A hidratação também é um dos pontos importantes em que o atleta deve se atentar e que se não for feita de forma correta, pode acarretar em prejuízos, principalmente no rendimento pista. “O consumo de água é livre, com moderação e bom senso, pois o excesso não faz bem, quando se aumenta a ingestão de água você dilui os sais minerais do corpo, sódio, potássio, cloro, magnésio e tudo isso quando não é reposto, pode causar cãibras, dificuldades de contração muscular e você vai quebrar na prova, então o uso não é livre no sentido de quanto mais melhor e sim de você obedecer os limites do corpo. É importante também que não se espere sentir sede.

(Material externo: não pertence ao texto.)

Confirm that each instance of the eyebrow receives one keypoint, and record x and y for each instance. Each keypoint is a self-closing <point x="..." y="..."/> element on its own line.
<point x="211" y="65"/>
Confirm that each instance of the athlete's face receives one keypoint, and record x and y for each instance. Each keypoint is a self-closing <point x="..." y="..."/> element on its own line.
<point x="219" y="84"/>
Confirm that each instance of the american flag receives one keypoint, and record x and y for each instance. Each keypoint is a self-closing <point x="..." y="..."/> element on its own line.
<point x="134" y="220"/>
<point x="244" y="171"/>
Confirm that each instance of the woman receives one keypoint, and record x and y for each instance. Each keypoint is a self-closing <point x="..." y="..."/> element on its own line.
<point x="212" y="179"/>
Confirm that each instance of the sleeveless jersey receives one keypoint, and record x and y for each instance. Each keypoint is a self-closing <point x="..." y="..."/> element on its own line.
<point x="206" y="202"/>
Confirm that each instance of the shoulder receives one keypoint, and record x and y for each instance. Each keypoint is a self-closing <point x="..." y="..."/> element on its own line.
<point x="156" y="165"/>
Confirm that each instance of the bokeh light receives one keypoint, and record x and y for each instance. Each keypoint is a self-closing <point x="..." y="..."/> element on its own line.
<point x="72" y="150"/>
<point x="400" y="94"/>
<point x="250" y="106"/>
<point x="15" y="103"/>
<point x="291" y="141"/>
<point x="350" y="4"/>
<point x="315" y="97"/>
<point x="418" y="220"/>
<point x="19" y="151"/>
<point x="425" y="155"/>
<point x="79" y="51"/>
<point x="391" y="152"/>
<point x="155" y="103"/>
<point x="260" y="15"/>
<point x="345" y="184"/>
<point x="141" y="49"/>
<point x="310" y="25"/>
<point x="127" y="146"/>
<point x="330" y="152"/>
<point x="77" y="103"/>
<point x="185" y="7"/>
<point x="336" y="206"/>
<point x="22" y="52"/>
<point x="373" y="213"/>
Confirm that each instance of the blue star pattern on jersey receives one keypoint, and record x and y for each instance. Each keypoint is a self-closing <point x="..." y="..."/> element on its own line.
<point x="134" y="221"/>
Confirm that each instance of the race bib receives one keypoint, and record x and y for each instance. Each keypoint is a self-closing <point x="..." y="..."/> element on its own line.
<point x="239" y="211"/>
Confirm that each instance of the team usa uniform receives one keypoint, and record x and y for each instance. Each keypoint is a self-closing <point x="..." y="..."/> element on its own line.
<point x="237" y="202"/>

Quando você está sentindo sede é porque já está desidratado, o ideal é que numa prova dessas você dique dando “bicadas” de 100ml, sempre que encontrar um posto de hidratação, molhar o corpo, beber pequenos goles para que você tenha uma hidratação regular”, disse.

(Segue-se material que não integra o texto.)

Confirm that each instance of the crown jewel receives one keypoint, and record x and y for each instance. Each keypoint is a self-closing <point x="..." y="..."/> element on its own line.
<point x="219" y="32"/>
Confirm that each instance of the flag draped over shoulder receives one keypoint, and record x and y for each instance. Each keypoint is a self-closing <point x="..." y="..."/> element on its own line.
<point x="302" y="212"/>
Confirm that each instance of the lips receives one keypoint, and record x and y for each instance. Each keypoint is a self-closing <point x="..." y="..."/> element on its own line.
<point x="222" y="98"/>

Ainda sobre a ingestão de líquidos, Cady alertou para o consumo de bebidas alcoólicas e o período em que devem ser consumidas antes de uma prova. “72  horas antes de uma prova é bom evitar o consumo de bebidas alcoólicas, pois ele desidrata, é diurético, faz com que você perca sais minerais na urina e água e você atrasa a recuperação muscular. Lógico, qualquer pessoa que pratica atividade física deve ter uma vida em equilíbrio, pode beber um pouco de álcool nos finais de semana, de preferencia sempre depois da atividade principal para que a performance não seja afetada, mas ter a consciência de que se exagerar você vai estar agredindo o corpo, então o futuro será de lesões, de insucesso, é importante beber com moderação mas antes de uma prova desta, uma competição é ser radical mesmo, evitar, cortar”.

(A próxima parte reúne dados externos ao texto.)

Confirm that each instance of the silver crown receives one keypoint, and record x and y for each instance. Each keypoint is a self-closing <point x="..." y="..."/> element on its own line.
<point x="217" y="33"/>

Muitas pessoas ainda demonstram dúvidas em relação aos intervalos entre os treinos e a alimentação, mais uma vez o nutricionista Daniel Cady chama a atenção para uma rotina regular. “O ideal é que se concentre uma maior quantidade de comida em café da manhã, almoço e jantar e ter os lanches, que se espere ao menos uma hora depois de uma refeição desta para fazer uma atividade, pois é preciso de um tempo para digerir, para fazer a digestão o nosso corpo precisa de muito sangue, então ele vai estar sendo disputado entre estar no interior do corpo, nas vísceras ou na periferia do corpo que são os músculos, então quando há esse conflito, você está com a barriga cheia de comida, ou seja, o corpo pedindo muito sangue para participar da digestão e você está fazendo exercício que está contraindo a musculatura, você acaba tendo desconforto, você acaba vomitando, dor na barriga, e isso acaba impossibilitando que tenha uma boa performance. E é de extrema importância que se coma coisas de fácil digestão e principalmente esperar o prazo de no mínimo uma hora, pois o corpo não consegue chegar num nível de intensidade tão alto de barriga cheia”, finalizou.